The whole issue has been litigated extensively before the WTO, and the organization has consistently ruled against the European Union plan. Now the EU is proposing to drop the quota system and replace it with a “first-come, first-served” approach, which seems to imply that there will be a weekly boat race to Europe from banana-producing areas. This plan probably violates WTO rules as the EU is no more permitted to give advantage to those growing regions closer to Europe or to those with the fastest boats than it is to former colonies.

But, this all being said, it does not seem likely that the EU’s various schemes are really the cause of Chiquita’s problems. True, the quotas and restrictions may have reduced market share, but that doesn’t mean they reduced Chiquita’s profitability. It is very likely that, although Chiquita has been selling fewer bananas in Europe than it might have in the absence of quotas, those sales are much more profitable than they would have been in the absence of quotas.
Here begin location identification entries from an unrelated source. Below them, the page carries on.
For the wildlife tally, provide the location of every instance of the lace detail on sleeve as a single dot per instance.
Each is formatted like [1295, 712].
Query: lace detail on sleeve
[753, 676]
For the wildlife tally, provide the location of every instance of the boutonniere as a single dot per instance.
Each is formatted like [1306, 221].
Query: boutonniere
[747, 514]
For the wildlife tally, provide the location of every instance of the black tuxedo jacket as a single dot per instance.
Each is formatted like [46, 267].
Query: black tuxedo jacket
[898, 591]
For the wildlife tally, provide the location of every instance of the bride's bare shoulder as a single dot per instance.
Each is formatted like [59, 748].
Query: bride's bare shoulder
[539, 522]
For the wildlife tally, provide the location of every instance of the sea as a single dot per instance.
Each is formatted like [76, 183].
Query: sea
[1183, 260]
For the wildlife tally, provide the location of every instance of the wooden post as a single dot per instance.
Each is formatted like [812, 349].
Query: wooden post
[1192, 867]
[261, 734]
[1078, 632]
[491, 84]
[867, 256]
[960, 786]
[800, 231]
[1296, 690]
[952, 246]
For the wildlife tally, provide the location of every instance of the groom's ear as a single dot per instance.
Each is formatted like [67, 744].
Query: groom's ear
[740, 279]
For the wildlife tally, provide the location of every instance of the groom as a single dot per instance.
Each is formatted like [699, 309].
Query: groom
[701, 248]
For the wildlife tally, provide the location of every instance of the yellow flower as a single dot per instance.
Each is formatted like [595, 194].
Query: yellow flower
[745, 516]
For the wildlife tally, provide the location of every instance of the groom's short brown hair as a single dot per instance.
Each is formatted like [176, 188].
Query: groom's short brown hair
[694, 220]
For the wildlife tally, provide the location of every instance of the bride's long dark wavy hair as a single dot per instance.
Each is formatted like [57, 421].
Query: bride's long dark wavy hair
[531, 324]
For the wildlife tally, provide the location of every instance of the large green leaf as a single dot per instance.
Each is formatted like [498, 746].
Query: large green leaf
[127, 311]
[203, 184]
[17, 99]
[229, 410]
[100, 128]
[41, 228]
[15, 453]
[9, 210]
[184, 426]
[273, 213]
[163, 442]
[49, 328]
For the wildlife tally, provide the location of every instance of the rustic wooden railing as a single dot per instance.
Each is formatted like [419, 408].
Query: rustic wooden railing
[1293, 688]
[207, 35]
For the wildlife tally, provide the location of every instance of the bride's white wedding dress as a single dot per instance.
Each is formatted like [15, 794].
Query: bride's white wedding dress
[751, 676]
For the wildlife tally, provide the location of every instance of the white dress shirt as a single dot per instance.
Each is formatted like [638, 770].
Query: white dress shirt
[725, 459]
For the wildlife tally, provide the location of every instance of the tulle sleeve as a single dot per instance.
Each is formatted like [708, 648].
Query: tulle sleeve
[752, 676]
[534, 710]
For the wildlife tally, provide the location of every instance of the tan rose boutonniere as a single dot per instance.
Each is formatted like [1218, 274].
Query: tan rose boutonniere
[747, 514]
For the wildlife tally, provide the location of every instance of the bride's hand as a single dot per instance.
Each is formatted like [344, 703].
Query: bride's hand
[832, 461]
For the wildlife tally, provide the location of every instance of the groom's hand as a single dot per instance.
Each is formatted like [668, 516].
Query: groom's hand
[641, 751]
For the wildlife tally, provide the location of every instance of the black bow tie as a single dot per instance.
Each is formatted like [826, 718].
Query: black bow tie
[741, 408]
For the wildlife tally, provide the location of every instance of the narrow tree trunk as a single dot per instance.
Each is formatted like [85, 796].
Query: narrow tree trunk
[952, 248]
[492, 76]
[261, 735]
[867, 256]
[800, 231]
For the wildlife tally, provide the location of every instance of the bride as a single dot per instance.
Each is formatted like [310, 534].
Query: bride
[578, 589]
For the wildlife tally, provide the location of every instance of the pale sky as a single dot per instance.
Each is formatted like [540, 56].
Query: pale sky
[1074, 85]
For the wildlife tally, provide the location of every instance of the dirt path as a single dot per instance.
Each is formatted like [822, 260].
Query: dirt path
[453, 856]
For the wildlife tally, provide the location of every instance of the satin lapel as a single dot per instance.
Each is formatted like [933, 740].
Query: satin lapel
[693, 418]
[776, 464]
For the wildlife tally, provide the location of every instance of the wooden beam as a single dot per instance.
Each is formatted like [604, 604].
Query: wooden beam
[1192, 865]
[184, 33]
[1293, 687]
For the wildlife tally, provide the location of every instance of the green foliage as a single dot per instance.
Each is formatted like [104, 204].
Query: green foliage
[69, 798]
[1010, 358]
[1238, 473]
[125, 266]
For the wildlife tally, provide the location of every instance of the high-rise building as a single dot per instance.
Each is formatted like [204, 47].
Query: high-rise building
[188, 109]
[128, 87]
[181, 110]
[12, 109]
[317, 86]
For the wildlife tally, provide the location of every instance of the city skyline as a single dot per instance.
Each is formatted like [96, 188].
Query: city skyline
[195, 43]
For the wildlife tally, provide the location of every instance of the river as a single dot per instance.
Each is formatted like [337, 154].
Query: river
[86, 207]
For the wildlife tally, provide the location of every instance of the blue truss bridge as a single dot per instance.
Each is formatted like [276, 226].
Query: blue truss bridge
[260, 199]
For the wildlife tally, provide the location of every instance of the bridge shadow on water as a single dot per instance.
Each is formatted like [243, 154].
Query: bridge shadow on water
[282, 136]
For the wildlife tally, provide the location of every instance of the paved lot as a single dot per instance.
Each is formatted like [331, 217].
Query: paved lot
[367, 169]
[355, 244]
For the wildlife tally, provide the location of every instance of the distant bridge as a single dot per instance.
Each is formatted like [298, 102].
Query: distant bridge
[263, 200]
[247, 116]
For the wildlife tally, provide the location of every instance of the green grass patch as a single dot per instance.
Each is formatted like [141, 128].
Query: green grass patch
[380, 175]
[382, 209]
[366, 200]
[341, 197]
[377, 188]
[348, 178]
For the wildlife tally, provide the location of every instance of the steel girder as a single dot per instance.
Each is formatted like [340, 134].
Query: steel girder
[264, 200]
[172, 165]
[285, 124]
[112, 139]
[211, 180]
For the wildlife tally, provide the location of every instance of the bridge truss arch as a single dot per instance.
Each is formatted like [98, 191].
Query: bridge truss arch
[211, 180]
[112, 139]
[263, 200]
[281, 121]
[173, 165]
Is it possible that Chiquita does not really want a free market in Europe? That would mean a massive battle for market share with the likelihood that the more bananas one sells in Europe, the more money one would lose. What Chiquita may really want is an adjustment in the quota that will bring it back to the higher market share it once enjoyed. This would be better for Chiquita, but is not the kind of cause that would lead free traders to rally to Chiquita’s side.

So if the EU didn’t cause Chiquita’s problems, what did? There are many reasons, but a few big ones stand out: The collapse of Russia and economic problems in Eastern Europe meant that the market there wasn’t the bonanza Chiquita had been forecasting and investing in. Also, Chiquita invested heavily in South American bananas, which are widely seen as less sweet and thus less desirable than the Central American fruit.

There also has been a fundamental change in the banana business. Thirty years ago my father got a banana deal and thought it was the best business in the world. Chiquita set the price every week, so no-names like my dad’s shipper would allow us to undercut Chiquita by a little bit. We would sell out quickly and wait for more bananas the following week.

That would last until the giants retaliated. If the independents started to ship too many bananas, the big boys took notice, dropped prices to levels that were unprofitable – unless you owned your own ships – and drove out the independents. Prices then rose, and the cycle would start again.

Today, shipping is much more available, and indeed owning ships – if you don’t have the demand to fill them – can be far more expensive than chartering vessels. This has led to a much more competitive supply environment.

But most of Chiquita’s problems are of its own making. A number of years ago Chiquita brought in a new management team with experience in non-produce food items. But as talented as this team was, they made a mistake thinking that things that worked in the other businesses were the best way to proceed in produce.

Chiquita withdrew from the International Banana Association, a way of expressing its disdain for the notion that they were part of a commodity business. But they were and are a part of a commodity business.

Chiquita spent a lot of money on consumer advertising. But they never realized that all those studies showing brand preference for Chiquita – and there are many – don’t matter. In the fresh produce business – where the consumer can inspect the product – brand preference does not translate into store choice. In other words, consumers may well refuse to shop at a store if it doesn’t carry Campbell’s Soup, but we have no evidence that consumers refuse to shop at stores that carry high quality bananas of other brands.

Finally, Chiquita really ruined the whole banana business way back when its managers showed up at Vons’ door in Los Angeles with a big check in exchange for switching to Chiquita. Vons switched, and Dole – the company that lost the account but was not going to lose market share without a fight – marched over to Ralphs and gave them a big check to switch from Chiquita. When the smoke settled, the banana companies gave out a lot of money and no more bananas were sold in Southern California than had been the year before.

If you want to know why Chiquita may be visiting the bankruptcy judge, I suggest you look to LA, not to the EU.